Mientras el técnico se centró en el arbitraje y en la ejecución, Mbappé, capitán del equipo, puso el foco en la zona de banquillo y en el plan para frenar el ritmo del rival. El crack del Real Madrid se mostró visiblemente frustrado por cómo el mediocampo español logró imponer la cadencia del encuentro. Mbappé señaló que la estrategia táctica no consiguió limitar el peso de los creadores de juego de La Roja.
“Éramos tres contra dos en el centro del campo y ante España eso es difícil”, dijo Mbappé. “Fabián [Ruiz] y Rodri tuvieron tiempo para jugar. Faltó comunicación en la presión. Pienso que deberíamos haber presionado uno contra uno y obligarlos a correr hacia nosotros. No jugamos el partido que queríamos, ni en lo técnico ni en lo táctico. Cuando no haces lo que toca en una semifinal de Mundial, no ganas”.
La eliminación supone un cierre agridulce para los 14 años de Deschamps al frente del combinado nacional.
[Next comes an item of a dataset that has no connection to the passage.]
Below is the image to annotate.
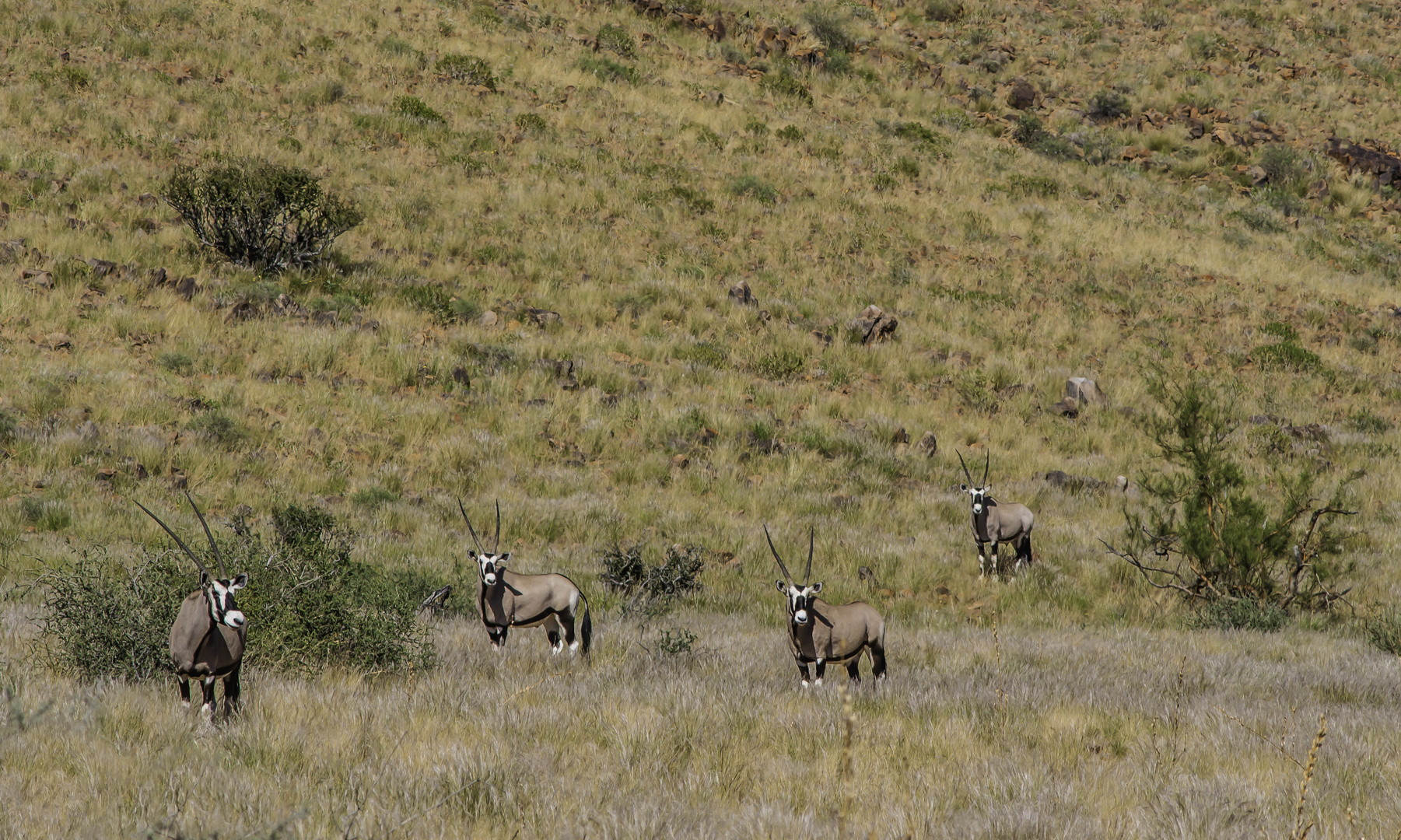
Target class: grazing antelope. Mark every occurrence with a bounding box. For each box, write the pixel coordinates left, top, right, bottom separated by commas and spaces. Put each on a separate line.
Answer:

A pesar del golpe, el seleccionador se negó a permitir que una noche empañe un recorrido que incluye cuatro presencias consecutivas como mínimo en cuartos de final, con el título de 2018 y, además, una llegada a semifinales hace cuatro años. En su lectura, el conjunto francés simplemente quedó fuera de control ante un oponente de nivel élite.
“No controlamos lo suficiente”, señaló. “El rival nos obligó a equivocarnos. Pero esto es una semifinal de Mundial. Para dos de [nuestros] jugadores fue la primera. Eso no borra nada de lo que hicimos bien antes. No quiero restarle valor a todo lo que se consiguió”. Con la posibilidad de que Zinedine Zidane esté esperando en el horizonte tras el torneo, Francia deberá levantarse de inmediato para encarar su siguiente compromiso: el partido por el tercer puesto en Miami.